The work of the High Court and Court of Appeal has continued, if not as normal, certainly approaching normal levels of activity. There have been particular pressures on the Family and County Courts. Urgent family work had to be prioritised.
As all family practitioners well know, the volumes of both public and private law family work have been growing relentlessly in recent years. COVID has added to those difficulties but the disposal rate is almost back to normal. The County Court it is not digitised.
There have been difficulties in dealing with some of its work, but steps continue to be taken to increase volumes with a view to containing backlogs.
What is clear is that to recover the position the court estate and judicial resources, especially fee-paid, must be used to the greatest extent possible, without artificial constraints being imposed by restricting sitting days.
In March the availability of technology in most of our courts was very limited. It is astonishing to reflect that most judges were not even equipped with phones capable of handling conference calls. That was soon remedied. All courts were then quickly equipped to be able to conduct hearings either remotely or as hybrid hearings using the commercially available online platforms.
More recently, the Cloud Video Platform has been rolled out across all jurisdictions. It is an improvement on what came before but only a step on the way towards the video system planned for the future.
At all levels, judges and practitioners alike at times have struggled when the technology has been stretched. The universal experience is that the systems we operate are only as good as the broadband of the weakest link. Particularly in the early days, many of those involved in court hearings were working in cramped and difficult conditions at home. That position improved, at least for the judges, as more were able to return to their courts.
Despite the difficulties, it has become reasonably clear that some types of hearings in all jurisdictions can benefit from the use of technology, not least in significantly increased convenience for litigants and lawyers alike.

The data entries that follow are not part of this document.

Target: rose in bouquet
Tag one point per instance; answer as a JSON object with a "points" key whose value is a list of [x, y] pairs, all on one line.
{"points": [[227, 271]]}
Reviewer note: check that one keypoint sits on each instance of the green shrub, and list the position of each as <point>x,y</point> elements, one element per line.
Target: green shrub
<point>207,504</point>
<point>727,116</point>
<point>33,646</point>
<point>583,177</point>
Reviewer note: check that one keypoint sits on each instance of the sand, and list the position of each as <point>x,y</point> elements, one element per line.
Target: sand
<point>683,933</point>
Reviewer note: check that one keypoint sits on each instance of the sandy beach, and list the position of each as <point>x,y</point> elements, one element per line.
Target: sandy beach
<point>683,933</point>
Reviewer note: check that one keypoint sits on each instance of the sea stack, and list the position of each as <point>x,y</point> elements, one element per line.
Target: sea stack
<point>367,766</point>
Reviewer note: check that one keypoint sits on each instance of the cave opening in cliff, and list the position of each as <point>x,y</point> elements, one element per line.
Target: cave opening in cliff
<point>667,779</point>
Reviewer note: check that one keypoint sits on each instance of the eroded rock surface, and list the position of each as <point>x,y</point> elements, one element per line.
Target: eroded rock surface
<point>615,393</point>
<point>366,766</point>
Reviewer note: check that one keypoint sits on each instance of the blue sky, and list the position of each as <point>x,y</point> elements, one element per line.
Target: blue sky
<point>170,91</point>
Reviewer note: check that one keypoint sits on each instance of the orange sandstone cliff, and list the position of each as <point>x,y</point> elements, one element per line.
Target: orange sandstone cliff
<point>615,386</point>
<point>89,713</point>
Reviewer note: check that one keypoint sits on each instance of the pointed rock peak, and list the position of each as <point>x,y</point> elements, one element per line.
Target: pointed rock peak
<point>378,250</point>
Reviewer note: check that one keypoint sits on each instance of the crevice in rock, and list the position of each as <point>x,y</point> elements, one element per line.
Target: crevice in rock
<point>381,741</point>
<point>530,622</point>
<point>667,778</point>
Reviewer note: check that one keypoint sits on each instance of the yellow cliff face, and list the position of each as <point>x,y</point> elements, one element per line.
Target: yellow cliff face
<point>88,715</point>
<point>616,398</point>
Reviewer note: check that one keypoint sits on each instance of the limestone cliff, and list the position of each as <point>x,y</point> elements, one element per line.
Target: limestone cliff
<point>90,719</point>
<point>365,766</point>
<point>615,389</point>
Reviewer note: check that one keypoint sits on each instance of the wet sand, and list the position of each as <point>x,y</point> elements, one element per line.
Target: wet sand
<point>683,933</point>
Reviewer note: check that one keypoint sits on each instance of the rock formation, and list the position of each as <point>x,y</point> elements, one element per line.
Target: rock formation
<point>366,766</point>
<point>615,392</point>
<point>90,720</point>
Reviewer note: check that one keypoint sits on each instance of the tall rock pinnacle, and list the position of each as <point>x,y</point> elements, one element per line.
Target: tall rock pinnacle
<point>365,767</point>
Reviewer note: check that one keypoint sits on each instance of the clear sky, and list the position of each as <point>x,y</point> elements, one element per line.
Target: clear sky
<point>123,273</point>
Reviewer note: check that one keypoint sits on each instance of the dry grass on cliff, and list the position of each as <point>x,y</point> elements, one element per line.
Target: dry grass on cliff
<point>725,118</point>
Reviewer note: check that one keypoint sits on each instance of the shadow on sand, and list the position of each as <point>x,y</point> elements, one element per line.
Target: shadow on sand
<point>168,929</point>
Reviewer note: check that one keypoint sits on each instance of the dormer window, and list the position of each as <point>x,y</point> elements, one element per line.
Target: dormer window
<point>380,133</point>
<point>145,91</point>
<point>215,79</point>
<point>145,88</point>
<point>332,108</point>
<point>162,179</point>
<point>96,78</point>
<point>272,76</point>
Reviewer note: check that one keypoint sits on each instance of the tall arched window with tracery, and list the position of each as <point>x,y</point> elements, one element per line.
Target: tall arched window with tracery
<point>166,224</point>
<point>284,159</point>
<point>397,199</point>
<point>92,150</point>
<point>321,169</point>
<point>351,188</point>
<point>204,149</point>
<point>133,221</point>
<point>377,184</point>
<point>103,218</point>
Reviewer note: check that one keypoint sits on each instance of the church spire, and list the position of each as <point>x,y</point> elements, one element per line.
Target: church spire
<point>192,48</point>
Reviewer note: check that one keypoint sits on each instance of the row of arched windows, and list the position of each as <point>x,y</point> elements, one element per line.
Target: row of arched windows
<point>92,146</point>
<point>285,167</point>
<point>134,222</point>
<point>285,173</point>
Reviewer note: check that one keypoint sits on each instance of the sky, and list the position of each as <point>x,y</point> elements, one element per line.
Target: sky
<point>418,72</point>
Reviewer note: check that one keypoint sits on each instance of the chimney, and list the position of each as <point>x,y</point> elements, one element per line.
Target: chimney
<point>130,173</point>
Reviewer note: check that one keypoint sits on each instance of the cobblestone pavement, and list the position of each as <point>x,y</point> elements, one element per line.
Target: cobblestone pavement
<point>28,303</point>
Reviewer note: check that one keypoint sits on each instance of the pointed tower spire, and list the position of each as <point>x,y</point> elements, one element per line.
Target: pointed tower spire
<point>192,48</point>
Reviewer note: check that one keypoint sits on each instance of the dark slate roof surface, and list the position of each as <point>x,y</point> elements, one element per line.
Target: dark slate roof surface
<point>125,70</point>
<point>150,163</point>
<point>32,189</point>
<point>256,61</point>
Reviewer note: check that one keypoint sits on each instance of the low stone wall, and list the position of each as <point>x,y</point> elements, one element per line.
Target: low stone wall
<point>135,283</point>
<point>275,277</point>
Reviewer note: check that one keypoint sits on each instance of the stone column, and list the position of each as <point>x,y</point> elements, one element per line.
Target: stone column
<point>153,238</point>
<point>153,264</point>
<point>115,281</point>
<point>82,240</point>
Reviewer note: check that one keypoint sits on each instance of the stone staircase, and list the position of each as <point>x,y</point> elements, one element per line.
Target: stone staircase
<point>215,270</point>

I have observed before that I think the days are over when a lawyer will travel perhaps for an hour or more to attend court, wait around and then deal with an application before travelling back. We have taken three steps forward as part of the biggest unheralded pilot project in the history of our courts. Once COVID is over we are likely to take one step back.
But it is important that we bake in the advantages that the use of technology can bring, conscious that the interests of justice are not the same as the interests of judges or of lawyers. But, we must also be alive to those parts of the court process that do not lend themselves well to remote attendance.
I am very conscious that during this COVID emergency many firms of solicitors have been placed in acute difficulty, and those difficulties are not behind us yet. I would like to pay tribute to the remarkable way in which the legal profession has adapted, and put itself out, to sustain the administration of justice over the last seven months.
Almost certainly, there is a long road ahead which will not be free from difficulty. We in the judiciary recognise the need for discussion, for consultation and for the involvement of the legal profession in plans to develop and enhance the capacity of the courts during these testing times.
I look forward to working personally with your new President in a joint endeavour with others closely concerned, to sustain the administration of justice, of which a healthy legal profession is a vital part.